So after nearly 20 years of being a potentially child-bearing grown-up, and 10 years after my only other pregnancy, I discovered, on June 22, that I was With Child. Not having been blessed with a clockwork-like reproductive system, it might have taken me a while to make this discovery, were it not for the Prometrium I'd been taking every month. In May I had a very light, short feminine experience (I thought I might be going through The Change) that I kind of enjoyed. In June, I started spotting but even the Prometrium didn't kick my uterus into gear.

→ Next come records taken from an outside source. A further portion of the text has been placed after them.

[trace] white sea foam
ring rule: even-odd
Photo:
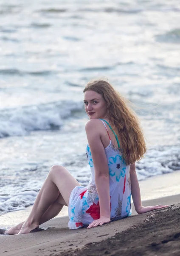
[[[2,110],[0,138],[23,136],[32,131],[59,129],[62,119],[82,109],[82,104],[68,101]]]
[[[180,151],[180,146],[165,146],[160,148],[158,147],[156,148],[150,149],[146,157],[136,164],[138,180],[142,180],[149,177],[167,173],[172,173],[173,175],[174,172],[180,170],[180,155],[178,154]],[[90,175],[86,157],[84,154],[79,154],[74,161],[71,161],[69,164],[68,162],[66,163],[65,167],[82,185],[87,186]],[[174,160],[172,160],[172,159]],[[84,166],[80,168],[80,164]],[[42,168],[39,166],[39,169]],[[22,175],[23,172],[21,171]],[[47,172],[45,172],[45,173]],[[41,175],[42,174],[41,173]],[[13,184],[8,182],[6,191],[9,191],[9,194],[3,195],[2,189],[1,191],[0,189],[0,195],[0,195],[0,215],[8,212],[22,209],[33,204],[45,177],[45,174],[44,176],[41,176],[41,179],[37,179],[37,175],[35,174],[33,176],[31,168],[29,174],[26,169],[24,176],[22,180],[18,183],[17,186],[17,184],[14,186]],[[29,180],[30,176],[31,180]],[[1,185],[3,185],[2,183]]]

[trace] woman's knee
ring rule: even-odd
[[[62,175],[64,174],[65,171],[65,169],[63,166],[59,165],[54,165],[51,168],[49,175],[53,176],[59,174]]]

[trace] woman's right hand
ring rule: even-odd
[[[153,210],[157,210],[158,209],[161,209],[162,208],[168,207],[169,205],[165,205],[163,204],[158,204],[158,205],[154,205],[152,206],[143,206],[138,209],[136,209],[136,212],[138,214],[153,211]]]

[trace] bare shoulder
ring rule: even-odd
[[[102,122],[99,119],[90,119],[87,122],[85,126],[86,132],[96,131],[100,132],[101,129]]]

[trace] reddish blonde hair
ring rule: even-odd
[[[110,84],[102,80],[90,81],[83,90],[102,95],[107,105],[110,122],[116,128],[127,165],[141,159],[146,152],[142,129],[135,113]]]

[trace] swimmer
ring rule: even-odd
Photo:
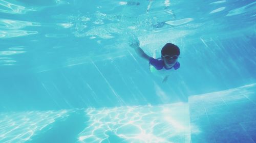
[[[137,39],[132,41],[130,46],[134,49],[138,55],[148,61],[150,66],[153,66],[158,71],[164,71],[159,72],[165,73],[165,75],[164,75],[163,82],[167,81],[171,71],[177,70],[180,68],[180,63],[177,61],[180,53],[180,48],[173,44],[166,43],[161,50],[161,58],[156,59],[144,52],[140,47],[140,42]]]

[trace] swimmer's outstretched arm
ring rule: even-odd
[[[135,52],[141,58],[145,59],[147,61],[150,61],[151,57],[146,54],[144,51],[140,47],[140,43],[139,42],[135,42],[132,43],[130,46],[133,48],[135,50]]]

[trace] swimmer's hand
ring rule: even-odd
[[[130,44],[130,47],[132,48],[137,48],[140,47],[140,41],[134,41],[132,42]]]

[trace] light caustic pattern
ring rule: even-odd
[[[187,104],[89,108],[86,112],[90,120],[78,142],[190,142]]]
[[[0,142],[25,142],[56,120],[67,117],[68,112],[63,110],[1,113]]]

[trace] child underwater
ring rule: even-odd
[[[177,61],[180,54],[180,48],[173,44],[166,43],[161,50],[161,58],[158,59],[146,54],[140,47],[140,42],[137,39],[134,40],[130,46],[134,49],[138,55],[149,62],[150,70],[152,73],[157,73],[164,76],[163,82],[167,81],[170,72],[180,67]]]

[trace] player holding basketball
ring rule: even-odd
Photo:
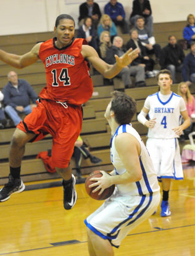
[[[162,181],[160,215],[165,217],[171,215],[168,203],[171,179],[183,178],[177,138],[190,125],[190,119],[182,97],[171,91],[173,82],[170,72],[162,70],[157,78],[160,92],[146,98],[138,119],[149,128],[146,147],[158,179]],[[147,114],[149,120],[146,118]],[[184,119],[181,126],[180,115]]]
[[[99,58],[94,48],[86,45],[85,40],[74,38],[75,21],[71,16],[58,16],[54,33],[56,37],[38,43],[22,56],[0,50],[0,60],[19,69],[40,59],[45,66],[47,80],[47,87],[39,94],[37,108],[17,126],[13,135],[9,182],[0,191],[0,202],[25,189],[20,174],[25,143],[50,134],[53,137],[52,161],[63,178],[64,206],[68,210],[77,200],[75,178],[69,162],[81,129],[81,105],[93,93],[86,60],[105,77],[112,78],[138,56],[138,50],[130,50],[120,58],[116,56],[116,64],[110,66]]]
[[[136,103],[123,93],[114,92],[104,116],[112,130],[111,161],[115,168],[109,175],[92,178],[94,192],[116,184],[114,194],[85,221],[88,227],[90,256],[113,256],[112,246],[118,247],[129,232],[147,219],[160,198],[157,175],[146,148],[131,120]]]

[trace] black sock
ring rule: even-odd
[[[17,167],[16,168],[9,166],[9,168],[10,168],[10,173],[14,179],[20,178],[21,166]]]
[[[162,191],[163,191],[162,200],[164,201],[168,201],[169,190],[168,191],[162,190]]]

The OB nurse suggested I get my TSH tested again because I admitted I hadn't been taking my thryoid meds. This also explained the fatigue and weight gain, I thought. As an after thought she suggested taking a pregnancy test, just to rule that out.
Now, I've taken more pregnancy tests in my life than I can count, and I always keep a stock of several on hand. I've seen so many single lines on pee sticks, I don't even watch the line progression excitedly anymore.
But this time, something told me to keep an eye on this one. I'd been commenting to my boyfriend that he needed to "mind the baby" and "be careful not to punch me in the unborn child." And I kept feeling my fat stomach to see if it was hardening or not. That was the first sign I'd noticed when I was pregnant 10 years ago, although I didn't realize it was a symptom (and I didn't realize I was pregnant until my cervix proved itself incompetent. Stupid, murderous cervix).
As of today, I am 12 weeks along. My baby, according to the baby sites, is the size of a lime, and will squirm if I poke myself in the uterus.
I have been in a theatre production that opened last week, and my costume only barely fit by last Sunday's performance. It sort of fit during dress rehearsals. I have serious doubts my jacket will meet in the middle tomorrow through Sunday. So that would be interesting.
I haven't announced my new mommy-to-be status to the world yet, because I am having a cerclage next week, so I want to wait and see how that goes.
I'm a little scared of the risks and what the next few months hold. Will it hurt? How long until I can return to work? Will the doctor recommend bed rest? What if the stitch doesn't hold? What if I'm meant to miscarry but the cerclage prevents that from happening?
Plus, I'm 40, so, all the potential babyhealth problems are top of mind. Do I get amniocentesis? Will that hurt? Will it harm the baby? What if we get a false negative (or positive) result?
And then there are the money/care/work issues.... and my family is so far away....
My plan for now is to use The Secret and just think positively. And to pray, pray, pray. And eat more vegetables.